Risposta - E' stato un grande successo.. Quello che tu hai veduto a Roma, non era il vero Trapezio, al massimo poteva essere una serie di provini. Anche gli attori in gran parte sono stati cambiati. 'Trapezio' non è altro che la rappresentazione di una Broadway fallimentare, in decadenza, dove tutti i personaggi, alla fine dello spettacolo si scoprono meno artisti, ma più esseri umani, forse anche perché sconfitti. In generale il Trapezio è il circo, la scena della vita. Per un acrobata il momento più importante della serata è quando lascia la piattaforma, stacca i suoi piedi dalla terraferma e si lancia nel vuoto. Se afferrerà il trapezio sarà un vincitore, un realizzato, in caso contrario... E' una scelta che dura una frazione di secondo, e proprio per questo è fondamentale, Questo succede anche nella vita quotidiana. Prima o poi a tutte le persone si presenterà l'occasione di lanciarsi nel vuoto: quante lo faranno, quante avranno il coraggio sufficiente? I realizzati, gli espressi fino in fondo, per me sono coloro che si sono tuffati nel vuoto, che hanno rischiato. Ho portato in giro per tutta l'Italia questo spettacolo e per la prima volta (ad un certo livello) sono andato anche nel Meridione. E mi sono trovato di fronte un pubblico eccezionale, che aveva una voglia di partecipare veramente incredibile. Penso che tornerò sicuramente da quelle parti.
D.- Manchi da molto tempo da una sala di registrazione: Come mai?
R.- Ho appena finito di incidere un mio nuovo disco che si chiamerà, quasi ovviamente, 'Trapezio'. L'album è nato quest'estate dai tanti concerti che ho tenuto, ed è il frutto del rapporto che ho cercato di instaurare con il mio pubblico. Ti dirò che è stata proprio la gente che ho incontrato ogni sera a spingermi ad entrare in sala di registrazione. Io non amo fare molti dischi. L'importante è quello che si vuole dire e quindi il dialogo tra la gente, tra gli esseri umani. La musica non è fondamentale, al limite potrebbe considerarsi come uno sfizio personale, una mania.Ti voglio raccontare cosa mi è successo a Zocca, un paesino vicino Modena. Poiché sono il finanziatore di tutti i miei spettacoli, non ho attrezzature che costano miliardi. Quella sera, dopo una canzone è saltato completamente l'impianto elettrico, ed io sono rimasto sul palco ugualmente per un'ora e mezzo. Cosa ho fatto?..... Niente di speciale, ho parlato, ho aperto un dialogo, nient'altro.
D. - Qualcosa di più sul tuo nuovo disco...
R. - Vuoi avere qualche anticipazione sui brani? Eccoti accontentato. Ti parlerà di quelli che ricordo più volentieri. "Hanno arrestato Paperino", cioè la salvezza della nostra antica giovinezza che è stata messa in galera per spaccio e detenzione, oppure "Il caos" che prende in considerazione l'incomunicabilità tra le persone. Vedi, per me le cose sarebbero molto più semplici se si uscisse in venti e non in due, mano nella mano, oppure soltanto con l'amico d'infanzia. Ma la canzone che più mi appartiene è senza dubbio "Salvami": ed è dedicata a tutte le persone che battono la strada tutta la vita alla ricerca di un io. Per me la strada è la casa più bella che un uomo possa avere. Inoltre per dare un senso di continuità alla mia storia ci sono due miei pezzi vecchi: 'Inventi' e 'No, mamma no! '

D. - E dei tuoi colleghi cantautori cosa ci dici?
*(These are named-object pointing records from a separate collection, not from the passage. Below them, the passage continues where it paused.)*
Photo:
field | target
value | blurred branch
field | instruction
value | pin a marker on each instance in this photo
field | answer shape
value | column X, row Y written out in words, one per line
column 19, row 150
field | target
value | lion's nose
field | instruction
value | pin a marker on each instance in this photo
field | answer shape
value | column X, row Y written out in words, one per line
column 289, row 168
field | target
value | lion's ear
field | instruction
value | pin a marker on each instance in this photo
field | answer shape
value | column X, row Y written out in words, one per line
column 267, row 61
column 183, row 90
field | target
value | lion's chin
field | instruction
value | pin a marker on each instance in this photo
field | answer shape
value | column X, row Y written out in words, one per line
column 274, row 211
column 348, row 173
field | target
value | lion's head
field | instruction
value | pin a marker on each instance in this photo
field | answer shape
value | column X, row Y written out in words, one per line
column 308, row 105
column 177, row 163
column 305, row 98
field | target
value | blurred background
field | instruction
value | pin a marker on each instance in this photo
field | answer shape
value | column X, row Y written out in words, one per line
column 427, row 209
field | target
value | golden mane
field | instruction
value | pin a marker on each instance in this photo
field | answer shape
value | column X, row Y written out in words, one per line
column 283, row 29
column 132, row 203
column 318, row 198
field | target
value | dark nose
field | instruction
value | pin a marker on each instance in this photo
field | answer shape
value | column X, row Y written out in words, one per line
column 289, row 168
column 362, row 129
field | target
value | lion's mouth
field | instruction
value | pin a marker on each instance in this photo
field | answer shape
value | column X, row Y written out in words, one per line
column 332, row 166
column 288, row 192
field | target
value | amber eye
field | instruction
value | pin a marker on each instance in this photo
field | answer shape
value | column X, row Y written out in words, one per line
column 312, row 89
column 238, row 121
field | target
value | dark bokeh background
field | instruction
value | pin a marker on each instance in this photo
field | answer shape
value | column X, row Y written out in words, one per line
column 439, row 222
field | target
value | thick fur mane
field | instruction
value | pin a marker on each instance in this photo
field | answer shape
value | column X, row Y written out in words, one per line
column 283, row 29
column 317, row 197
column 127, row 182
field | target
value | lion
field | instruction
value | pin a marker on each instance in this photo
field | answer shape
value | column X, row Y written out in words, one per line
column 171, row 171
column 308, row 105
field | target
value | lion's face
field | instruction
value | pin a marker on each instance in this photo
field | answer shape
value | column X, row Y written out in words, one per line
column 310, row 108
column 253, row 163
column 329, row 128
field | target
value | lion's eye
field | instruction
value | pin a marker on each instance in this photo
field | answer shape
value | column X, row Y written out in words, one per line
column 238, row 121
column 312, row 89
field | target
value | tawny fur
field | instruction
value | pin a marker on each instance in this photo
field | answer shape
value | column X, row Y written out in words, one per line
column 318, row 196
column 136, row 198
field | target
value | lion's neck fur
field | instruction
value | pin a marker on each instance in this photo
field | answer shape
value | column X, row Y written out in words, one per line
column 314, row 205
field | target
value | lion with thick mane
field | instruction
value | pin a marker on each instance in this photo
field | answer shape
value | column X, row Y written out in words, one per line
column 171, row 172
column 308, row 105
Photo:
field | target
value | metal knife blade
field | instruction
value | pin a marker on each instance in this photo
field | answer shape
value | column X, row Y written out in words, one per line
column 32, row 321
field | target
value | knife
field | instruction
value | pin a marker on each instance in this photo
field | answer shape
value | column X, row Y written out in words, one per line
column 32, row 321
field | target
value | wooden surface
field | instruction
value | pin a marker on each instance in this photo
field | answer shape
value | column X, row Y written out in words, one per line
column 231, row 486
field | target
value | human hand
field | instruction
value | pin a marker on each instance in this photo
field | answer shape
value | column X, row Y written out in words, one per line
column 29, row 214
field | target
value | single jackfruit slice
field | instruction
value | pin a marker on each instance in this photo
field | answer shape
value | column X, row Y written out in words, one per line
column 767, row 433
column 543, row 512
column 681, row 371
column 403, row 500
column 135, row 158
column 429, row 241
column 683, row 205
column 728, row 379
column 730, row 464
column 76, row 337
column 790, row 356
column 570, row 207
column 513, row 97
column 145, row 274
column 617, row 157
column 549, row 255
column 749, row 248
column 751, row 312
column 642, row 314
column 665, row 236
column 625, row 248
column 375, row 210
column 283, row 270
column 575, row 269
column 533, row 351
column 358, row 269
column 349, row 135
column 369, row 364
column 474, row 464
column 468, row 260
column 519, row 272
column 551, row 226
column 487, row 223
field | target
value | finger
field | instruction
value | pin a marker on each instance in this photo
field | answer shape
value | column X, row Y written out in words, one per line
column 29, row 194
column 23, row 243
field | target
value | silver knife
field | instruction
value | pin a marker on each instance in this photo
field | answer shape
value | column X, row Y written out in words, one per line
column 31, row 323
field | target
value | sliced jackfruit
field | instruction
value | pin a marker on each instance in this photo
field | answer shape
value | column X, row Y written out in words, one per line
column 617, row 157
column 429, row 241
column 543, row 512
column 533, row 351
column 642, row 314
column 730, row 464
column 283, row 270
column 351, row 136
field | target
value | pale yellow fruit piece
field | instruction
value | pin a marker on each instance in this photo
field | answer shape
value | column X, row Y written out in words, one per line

R. - Il discorso va affrontato da lontano. E' ora di finirla con le tournée che non hanno senso. Ad esempio vorrei collaborare con gente sul tipo di Dalla e di Gaber, perché li ritengo dei veri artisti. Almeno due, tre volte all'anno ci dovremmo riunire tutti quanti per dare vita a dei concerti gratuiti, che siano l'inizio di un discorso musicale veramente alternativo. Andare sul palco e fare il pugno chiuso ormai non basta più.

D.- Molti ti hanno paragonato a David Bowie…

R. - Io sono un cittadino italiano e non ho niente a che fare con lui. Ora non si trucca più, quindi non vedo in cosa possiamo essere simili. Semmai il mio vero ispiratore, l'artista a cui io somiglio maggiormente è Petrolini, un grande talento messo a completa disposizione del suo pubblico. Nel campo musicale, un Petrolini attuale o senza dubbio Adriano Celentano, per via delle sue trovate, del modo di dialogare che ha con la gente.

 

D.- Hai intenzione di portare ancora in scena 'Trapezio'?
R. - No. I miei progetti mi vogliono da solo sulla scena...
D. - Sempre con le basi registrate ?
R.- Per ora sì. Ma voglio lanciare dalle colonne di Nuovo Sound un appello. Se esiste ancora qualche ragazzo di buona volontà, e pieno di grinta e che sappia suonare decentemente, venga alla RCA, Via Tiburtina, Km 12. Roma.
D. - Stavamo dicendo delle tue decisioni 'sceniche'.
R. - Da ora in avanti comparirò sul palco da solo. Farmi accettare dal mio pubblico, per me è la cosa più importante. Se un giorno comparirò nudo e loro mi vorranno ancora, mi potrò ritenere soddisfatto.
D.- Finora abbiamo parlato del tuo presente e del tuo futuro. Ci potresti ora tracciare una breve schedina biografica che ci illustri il tuo passato?
R.- Tu mi chiedi di farti una schedina per ricordare le tappe più significative della mia vita ed io ti rispondo che se una schedina c'è, va sì ricordata, perché è il mio passato, ma va anche dimenticata; domani è importante. Quindi l'unica schedina che ho voglia di fornirvi è questa: 1, 1, 2, 1, 2, 2, X, X, 1, 2, 1, X, X; con l'augurio di un bel tredici.